Volgens paragraaf 13, onder het kopje "Toepassing", wordt bij overtredingen waarbij de minister een boete kan opleggen deze volgens onderhavige beleidsregels opgelegd. Het recht van de minister om conform artikel 14 van de Wpbr de vergunning in te trekken, zal echter onverminderd worden toegepast in voorkomende gevallen. In de gevallen, genoemd in artikel 14, onder a, b en e, van de Wpbr zal de minister een afweging maken, waarbij beoordeeld zal worden of de situatie dermate ernstig is dat de vergunning dient te worden ingetrokken. Dit is het geval wanneer:

1. in redelijkheid niet (meer) kan worden verwacht dat een boete het gewenste correctionele effect heeft of

2. wanneer de boete niet proportioneel kan worden geacht, gezien de overtreding.

2. De korpschef van de politieregio Utrecht (thans: de korpschef van politie, hierna: de korpschef) heeft bij besluiten van 30 augustus 2012 de aan [appellant] verleende toestemmingen om beveiligingswerkzaamheden te verrichten voor [bedrijf] en SCS Services ingetrokken. Daaraan heeft hij ten grondslag gelegd dat tegen [appellant] proces-verbaal is opgemaakt ter zake van mishandeling op 29 mei 2012. Bij besluit van 6 november 2012 heeft hij deze intrekkingen gehandhaafd en daaraan tevens ten grondslag gelegd dat is geconstateerd dat [appellant] ondanks de intrekking beveiligingswerkzaamheden verrichtte op 11 september 2012. De korpschef heeft deze feiten bij ambtsbericht van 1 oktober 2012 aan de staatssecretaris gemeld. Naar aanleiding van dit ambtsbericht heeft de staatssecretaris de op 22 mei 2008 aan [bedrijf] verleende vergunning en de aan [appellant] verleende toestemming besloten in te trekken. Aan die vergunning was onder meer het voorschrift verbonden dat de Wpbr strikt moet worden nageleefd. Aan de intrekking heeft de staatssecretaris zowel de verdenking van de mishandeling van twee personen als het verrichten van portierswerkzaamheden zonder toestemming ten grondslag gelegd. Hieruit volgt volgens hem dat [appellant] niet voldoende betrouwbaar is om aan een beveiligingsorganisatie leiding te geven en de belangen van de veiligheidszorg of de goede naam van de bedrijfstak niet te schaden. Bij het besluit van 4 juli 2013 heeft de staatssecretaris deze intrekking gehandhaafd.

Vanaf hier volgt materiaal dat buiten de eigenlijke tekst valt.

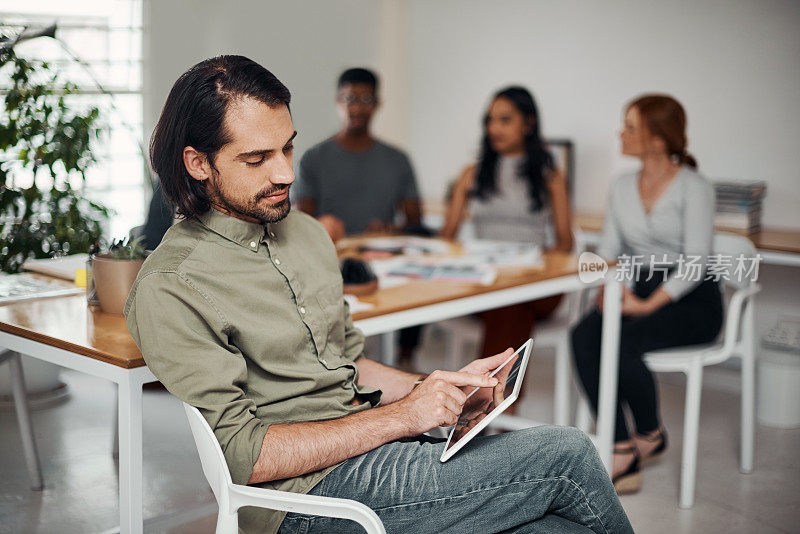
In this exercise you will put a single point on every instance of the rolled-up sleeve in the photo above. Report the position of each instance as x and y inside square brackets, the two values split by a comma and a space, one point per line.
[185, 342]
[698, 235]
[611, 242]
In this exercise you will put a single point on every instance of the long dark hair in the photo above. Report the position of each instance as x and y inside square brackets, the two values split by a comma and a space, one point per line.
[665, 118]
[538, 161]
[194, 115]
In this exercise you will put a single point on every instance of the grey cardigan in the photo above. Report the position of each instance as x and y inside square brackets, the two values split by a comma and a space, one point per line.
[681, 223]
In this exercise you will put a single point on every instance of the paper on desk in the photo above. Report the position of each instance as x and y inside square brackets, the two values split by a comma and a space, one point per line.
[503, 253]
[15, 287]
[356, 305]
[62, 267]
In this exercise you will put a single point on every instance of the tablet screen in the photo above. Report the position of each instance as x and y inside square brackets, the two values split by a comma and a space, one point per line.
[481, 401]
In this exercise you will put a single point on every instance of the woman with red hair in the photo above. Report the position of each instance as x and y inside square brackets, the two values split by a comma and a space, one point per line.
[663, 214]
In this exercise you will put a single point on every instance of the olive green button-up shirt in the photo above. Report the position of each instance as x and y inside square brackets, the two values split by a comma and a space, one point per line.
[247, 322]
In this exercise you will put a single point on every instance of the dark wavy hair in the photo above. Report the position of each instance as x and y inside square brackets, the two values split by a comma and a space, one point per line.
[358, 75]
[534, 166]
[194, 115]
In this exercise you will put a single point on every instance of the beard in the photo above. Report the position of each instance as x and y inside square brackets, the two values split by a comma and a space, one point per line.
[251, 207]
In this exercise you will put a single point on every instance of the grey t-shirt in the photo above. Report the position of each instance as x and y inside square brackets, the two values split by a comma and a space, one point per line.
[358, 188]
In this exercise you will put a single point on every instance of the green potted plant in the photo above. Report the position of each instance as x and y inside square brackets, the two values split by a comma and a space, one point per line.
[40, 133]
[115, 271]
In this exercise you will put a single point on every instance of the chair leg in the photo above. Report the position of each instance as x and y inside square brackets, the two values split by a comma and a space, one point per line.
[583, 419]
[562, 382]
[25, 425]
[389, 348]
[227, 523]
[694, 383]
[748, 391]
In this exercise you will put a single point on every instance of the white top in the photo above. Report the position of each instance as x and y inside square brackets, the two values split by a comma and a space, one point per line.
[506, 214]
[681, 223]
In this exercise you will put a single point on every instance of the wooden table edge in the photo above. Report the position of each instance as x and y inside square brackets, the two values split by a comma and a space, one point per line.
[71, 347]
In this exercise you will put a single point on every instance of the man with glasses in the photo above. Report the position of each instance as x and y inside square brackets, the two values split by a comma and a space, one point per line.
[353, 183]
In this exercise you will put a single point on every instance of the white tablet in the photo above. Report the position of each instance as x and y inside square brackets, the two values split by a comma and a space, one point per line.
[479, 412]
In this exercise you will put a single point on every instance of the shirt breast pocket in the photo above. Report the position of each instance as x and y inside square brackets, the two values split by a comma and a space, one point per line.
[332, 303]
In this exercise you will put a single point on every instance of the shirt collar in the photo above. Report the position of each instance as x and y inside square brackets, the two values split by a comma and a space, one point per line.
[240, 232]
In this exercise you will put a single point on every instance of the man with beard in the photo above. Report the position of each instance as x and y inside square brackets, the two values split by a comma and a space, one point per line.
[239, 312]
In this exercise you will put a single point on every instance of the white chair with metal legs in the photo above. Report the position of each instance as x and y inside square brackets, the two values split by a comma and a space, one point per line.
[24, 418]
[230, 497]
[737, 340]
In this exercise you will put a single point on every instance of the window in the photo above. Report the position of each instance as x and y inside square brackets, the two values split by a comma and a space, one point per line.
[106, 35]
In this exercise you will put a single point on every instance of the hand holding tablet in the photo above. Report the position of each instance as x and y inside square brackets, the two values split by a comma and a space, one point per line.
[484, 404]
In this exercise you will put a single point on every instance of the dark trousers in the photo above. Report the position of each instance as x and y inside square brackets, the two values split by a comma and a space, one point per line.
[694, 319]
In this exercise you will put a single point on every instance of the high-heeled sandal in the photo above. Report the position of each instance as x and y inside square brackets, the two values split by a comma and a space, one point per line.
[630, 480]
[658, 451]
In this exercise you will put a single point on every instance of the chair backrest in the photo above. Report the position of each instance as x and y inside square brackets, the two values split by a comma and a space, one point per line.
[214, 465]
[733, 248]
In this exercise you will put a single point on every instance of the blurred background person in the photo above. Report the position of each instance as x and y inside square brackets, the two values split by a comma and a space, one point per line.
[666, 207]
[514, 193]
[352, 182]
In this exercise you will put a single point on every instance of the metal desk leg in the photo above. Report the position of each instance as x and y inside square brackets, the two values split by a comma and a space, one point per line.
[24, 420]
[115, 425]
[130, 456]
[609, 369]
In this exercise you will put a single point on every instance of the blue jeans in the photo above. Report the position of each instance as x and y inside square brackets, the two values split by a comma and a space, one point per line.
[543, 479]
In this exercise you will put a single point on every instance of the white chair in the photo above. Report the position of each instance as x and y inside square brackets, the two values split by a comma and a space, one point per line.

3. [appellant] betoogt dat de rechtbank ten onrechte heeft geoordeeld dat de staatssecretaris de intrekking van de vergunning en toestemming niet in redelijkheid heeft kunnen handhaven. Zij heeft ten onrechte geoordeeld dat hij er blijk van heeft gegeven rechtsregels naast zich neer te leggen en dat overtreding daarvan een ernstige aantasting van de rechtsorde oplevert. Voorts heeft de rechtbank ten onrechte geoordeeld dat de staatssecretaris zich in redelijkheid op het standpunt heeft kunnen stellen dat zijn gedragingen zijn toe te rekenen aan het bedrijf waar hij leiding gaf en de vergunning in redelijkheid kon worden ingetrokken. [appellant] voert aan dat het verrichten van portierswerkzaamheden in de nacht van 11 op 12 september 2012 ten onrechte aan de besluitvorming ten grondslag is gelegd. Deze werkzaamheden heeft hij verricht in de veronderstelling dat de besluiten van 30 augustus 2012 niet direct in werking zijn getreden. Bovendien gaat het slechts om een eenmalige overtreding. Ook de mishandeling van 29 mei 2012 is ten onrechte aan de besluitvorming ten grondslag gelegd. Hij is weliswaar in twee instanties veroordeeld maar hij is hiertegen in cassatie gegaan. Overigens betreft de veroordeling een schuldigverklaring zonder strafoplegging. Het is tot slot onbegrijpelijk dat niet voor een lichter middel is gekozen zoals het opleggen van een bestuurlijke boete in plaats van intrekking, aldus [appellant].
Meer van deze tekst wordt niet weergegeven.